- Artist: John Brack
- Year: 1983
- Medium: oil on canvas
- Dimensions: 203 cm × 274 cm (80 in × 108 in)
- Location: National Gallery of Australia, Canberra;
- Website: artsearch.nga.gov.au

= The Battle (Brack) =

Painting by John Brack

The Battle is a 1983 painting by Australian artist John Brack.

The painting is part of a series of works by Brack symbolically depicting the 1815 Battle of Waterloo. These works represents combatants as drawing tools—officers as pens and soldiers as pencils. It depicts British troops attempting to encircle French forces while the Prussians attack the eastern flank.

Composed between 1981 and 1983, The Battle is Brack's largest painting.

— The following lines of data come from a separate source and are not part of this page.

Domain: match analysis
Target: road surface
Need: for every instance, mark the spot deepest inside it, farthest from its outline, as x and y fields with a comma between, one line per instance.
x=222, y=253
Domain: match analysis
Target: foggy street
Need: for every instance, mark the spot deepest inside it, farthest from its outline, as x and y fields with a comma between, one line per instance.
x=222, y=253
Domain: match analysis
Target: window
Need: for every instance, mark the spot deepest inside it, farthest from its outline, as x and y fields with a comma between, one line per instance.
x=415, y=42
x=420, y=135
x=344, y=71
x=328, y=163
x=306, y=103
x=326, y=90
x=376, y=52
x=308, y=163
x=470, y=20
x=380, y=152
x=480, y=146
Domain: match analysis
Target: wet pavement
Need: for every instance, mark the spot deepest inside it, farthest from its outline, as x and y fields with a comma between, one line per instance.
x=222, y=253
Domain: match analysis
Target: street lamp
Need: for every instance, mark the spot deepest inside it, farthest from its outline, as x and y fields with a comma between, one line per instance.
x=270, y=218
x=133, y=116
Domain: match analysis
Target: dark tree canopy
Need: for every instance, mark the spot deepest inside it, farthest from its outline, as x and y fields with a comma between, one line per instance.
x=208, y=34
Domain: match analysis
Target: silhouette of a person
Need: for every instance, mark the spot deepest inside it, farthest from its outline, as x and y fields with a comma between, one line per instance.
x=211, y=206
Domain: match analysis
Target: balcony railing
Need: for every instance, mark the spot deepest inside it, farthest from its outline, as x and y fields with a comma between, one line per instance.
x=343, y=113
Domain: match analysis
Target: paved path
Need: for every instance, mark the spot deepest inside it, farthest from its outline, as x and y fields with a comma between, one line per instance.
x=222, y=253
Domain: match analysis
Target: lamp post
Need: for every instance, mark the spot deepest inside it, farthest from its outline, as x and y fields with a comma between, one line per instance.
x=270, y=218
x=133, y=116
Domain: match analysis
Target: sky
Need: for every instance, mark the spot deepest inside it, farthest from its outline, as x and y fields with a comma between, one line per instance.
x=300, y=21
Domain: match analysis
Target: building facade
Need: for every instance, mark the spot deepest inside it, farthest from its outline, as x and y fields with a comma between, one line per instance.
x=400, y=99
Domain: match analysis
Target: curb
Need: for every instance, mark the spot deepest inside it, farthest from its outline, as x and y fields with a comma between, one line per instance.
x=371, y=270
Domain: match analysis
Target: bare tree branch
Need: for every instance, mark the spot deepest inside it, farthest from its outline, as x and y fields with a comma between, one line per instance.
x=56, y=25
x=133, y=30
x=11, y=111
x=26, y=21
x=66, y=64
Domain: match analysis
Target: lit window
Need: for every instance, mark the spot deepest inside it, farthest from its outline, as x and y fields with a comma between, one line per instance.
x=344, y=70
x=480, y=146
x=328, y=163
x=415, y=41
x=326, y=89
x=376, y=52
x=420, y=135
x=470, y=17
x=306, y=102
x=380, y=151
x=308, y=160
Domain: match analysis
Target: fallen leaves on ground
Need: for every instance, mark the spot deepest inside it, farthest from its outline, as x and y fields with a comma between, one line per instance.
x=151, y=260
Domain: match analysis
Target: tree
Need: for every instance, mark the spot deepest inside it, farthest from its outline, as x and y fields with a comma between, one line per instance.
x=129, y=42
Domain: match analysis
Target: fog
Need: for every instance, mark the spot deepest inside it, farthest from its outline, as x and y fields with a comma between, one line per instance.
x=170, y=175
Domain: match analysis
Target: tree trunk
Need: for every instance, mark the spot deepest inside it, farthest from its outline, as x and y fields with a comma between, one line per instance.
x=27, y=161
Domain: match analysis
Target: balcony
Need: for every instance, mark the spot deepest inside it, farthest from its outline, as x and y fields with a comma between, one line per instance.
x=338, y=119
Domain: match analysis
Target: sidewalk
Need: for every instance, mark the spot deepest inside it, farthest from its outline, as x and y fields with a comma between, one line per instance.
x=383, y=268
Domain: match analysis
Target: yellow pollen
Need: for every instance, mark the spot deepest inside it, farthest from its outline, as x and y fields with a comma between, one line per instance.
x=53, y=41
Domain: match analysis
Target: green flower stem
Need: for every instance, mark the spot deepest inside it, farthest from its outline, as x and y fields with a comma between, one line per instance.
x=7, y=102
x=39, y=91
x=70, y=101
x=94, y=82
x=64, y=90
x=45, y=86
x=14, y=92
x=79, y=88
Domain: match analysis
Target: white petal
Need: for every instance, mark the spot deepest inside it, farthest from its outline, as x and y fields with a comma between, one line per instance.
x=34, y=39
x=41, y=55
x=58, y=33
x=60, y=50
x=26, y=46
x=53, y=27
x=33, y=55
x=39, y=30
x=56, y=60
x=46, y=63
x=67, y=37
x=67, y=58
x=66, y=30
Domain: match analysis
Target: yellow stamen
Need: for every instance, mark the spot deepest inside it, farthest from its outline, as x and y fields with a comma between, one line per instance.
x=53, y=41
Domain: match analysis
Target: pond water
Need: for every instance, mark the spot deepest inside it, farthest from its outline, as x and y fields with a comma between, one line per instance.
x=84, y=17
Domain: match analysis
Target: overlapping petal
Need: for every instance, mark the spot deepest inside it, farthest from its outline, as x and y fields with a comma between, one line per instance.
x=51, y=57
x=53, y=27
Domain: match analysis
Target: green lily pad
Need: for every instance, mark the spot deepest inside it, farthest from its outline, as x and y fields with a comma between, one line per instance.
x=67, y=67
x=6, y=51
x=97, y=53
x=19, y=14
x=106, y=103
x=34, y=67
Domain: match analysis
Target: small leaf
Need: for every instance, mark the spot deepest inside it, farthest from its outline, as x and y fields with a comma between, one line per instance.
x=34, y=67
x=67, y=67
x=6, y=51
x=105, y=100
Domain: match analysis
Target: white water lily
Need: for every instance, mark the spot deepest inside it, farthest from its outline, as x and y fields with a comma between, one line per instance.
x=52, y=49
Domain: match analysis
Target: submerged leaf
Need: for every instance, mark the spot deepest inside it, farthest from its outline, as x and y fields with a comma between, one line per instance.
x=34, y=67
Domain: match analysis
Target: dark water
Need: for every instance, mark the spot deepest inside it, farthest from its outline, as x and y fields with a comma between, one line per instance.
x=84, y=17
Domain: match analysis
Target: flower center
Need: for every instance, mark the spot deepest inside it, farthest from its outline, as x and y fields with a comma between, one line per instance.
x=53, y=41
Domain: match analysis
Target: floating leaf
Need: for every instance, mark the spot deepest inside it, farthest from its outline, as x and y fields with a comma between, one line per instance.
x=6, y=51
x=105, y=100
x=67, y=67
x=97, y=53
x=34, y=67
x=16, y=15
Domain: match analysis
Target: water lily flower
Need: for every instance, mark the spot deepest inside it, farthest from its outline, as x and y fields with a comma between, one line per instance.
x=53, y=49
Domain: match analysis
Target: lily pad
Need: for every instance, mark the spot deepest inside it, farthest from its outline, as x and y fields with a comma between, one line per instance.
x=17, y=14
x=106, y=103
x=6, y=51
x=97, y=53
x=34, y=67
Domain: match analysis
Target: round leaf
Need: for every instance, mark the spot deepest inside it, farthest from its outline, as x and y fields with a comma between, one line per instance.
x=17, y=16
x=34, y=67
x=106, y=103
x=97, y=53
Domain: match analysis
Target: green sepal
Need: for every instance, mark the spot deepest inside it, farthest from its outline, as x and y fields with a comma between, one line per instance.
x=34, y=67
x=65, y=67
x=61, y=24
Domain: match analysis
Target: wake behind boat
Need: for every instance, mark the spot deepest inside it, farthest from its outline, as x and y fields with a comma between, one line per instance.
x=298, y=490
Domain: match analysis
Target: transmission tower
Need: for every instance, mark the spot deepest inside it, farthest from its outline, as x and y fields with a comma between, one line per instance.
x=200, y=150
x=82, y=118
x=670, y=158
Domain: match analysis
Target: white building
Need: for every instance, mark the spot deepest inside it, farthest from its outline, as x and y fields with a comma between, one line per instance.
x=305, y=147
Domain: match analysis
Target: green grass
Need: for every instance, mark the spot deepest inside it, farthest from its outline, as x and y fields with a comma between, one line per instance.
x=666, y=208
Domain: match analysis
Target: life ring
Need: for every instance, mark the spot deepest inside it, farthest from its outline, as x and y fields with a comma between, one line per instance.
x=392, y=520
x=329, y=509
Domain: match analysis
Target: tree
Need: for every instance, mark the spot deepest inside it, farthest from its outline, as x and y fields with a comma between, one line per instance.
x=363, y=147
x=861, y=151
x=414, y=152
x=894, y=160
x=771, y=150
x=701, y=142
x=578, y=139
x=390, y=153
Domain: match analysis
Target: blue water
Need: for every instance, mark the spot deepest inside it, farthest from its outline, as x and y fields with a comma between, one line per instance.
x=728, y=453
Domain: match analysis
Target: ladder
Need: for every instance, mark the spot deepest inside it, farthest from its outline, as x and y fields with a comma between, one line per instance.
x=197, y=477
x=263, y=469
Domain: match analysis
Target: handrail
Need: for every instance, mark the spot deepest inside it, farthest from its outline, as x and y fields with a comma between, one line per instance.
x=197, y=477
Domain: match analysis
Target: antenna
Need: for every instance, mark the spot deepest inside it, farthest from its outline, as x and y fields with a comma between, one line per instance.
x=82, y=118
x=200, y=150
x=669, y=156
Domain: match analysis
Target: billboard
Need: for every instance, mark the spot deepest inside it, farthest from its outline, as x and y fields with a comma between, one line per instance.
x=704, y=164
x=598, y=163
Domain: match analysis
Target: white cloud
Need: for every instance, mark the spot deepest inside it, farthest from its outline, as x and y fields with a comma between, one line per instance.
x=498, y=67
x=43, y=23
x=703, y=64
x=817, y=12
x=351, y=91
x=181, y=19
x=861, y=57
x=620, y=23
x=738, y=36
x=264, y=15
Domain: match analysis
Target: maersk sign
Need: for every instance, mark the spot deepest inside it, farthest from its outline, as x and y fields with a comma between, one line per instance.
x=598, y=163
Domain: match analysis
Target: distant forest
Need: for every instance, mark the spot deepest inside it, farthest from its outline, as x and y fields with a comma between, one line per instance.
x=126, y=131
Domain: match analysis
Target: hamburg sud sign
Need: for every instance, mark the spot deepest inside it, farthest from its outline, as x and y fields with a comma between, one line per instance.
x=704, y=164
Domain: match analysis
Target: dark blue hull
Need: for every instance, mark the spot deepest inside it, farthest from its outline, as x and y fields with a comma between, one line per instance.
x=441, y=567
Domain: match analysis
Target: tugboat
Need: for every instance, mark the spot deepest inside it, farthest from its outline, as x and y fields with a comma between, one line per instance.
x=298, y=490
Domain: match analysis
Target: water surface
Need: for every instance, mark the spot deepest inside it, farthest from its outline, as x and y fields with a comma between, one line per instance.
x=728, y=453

The work was influenced by Brack's experience as an artillery officer in World War II where he observed the difficulty of rendering a battle in a single painting

One could either paint a single event very close up, like an exploding shell blowing people into horrible mutilated fragments, or alternatively paint a very general view where the reality of the battle would be totally lost. When [Brack] was in Europe and saw at first hand some of the famous battle paintings, he felt these observations were confirmed
— Sasha Grishin

The National Gallery of Australia notes Brack saw a battle as "a metaphor for general conflict in human life, our power relations, organisational structures, oppression, futility and the teetering relationship between balance and instability."

==Reception==
The work was first unveiled at an exhibition in Melbourne in 1983. The initial reviews were "overwhelmingly positive".

The Age art critic Memory Holloway stated the work was "one of the most important pictures painted in Australia over the past five years".

Robery Rooney from The Australian described the work as "a rich tapestry of superbly organised order and disorder as one of history's war games is played with comic precision by opposing armies of optically dazzling pens and pencils - the instruments of his profession."

==Provenance==
Brack's family donated the work to the National Gallery of Australia in 1992 and it remains part of their collection.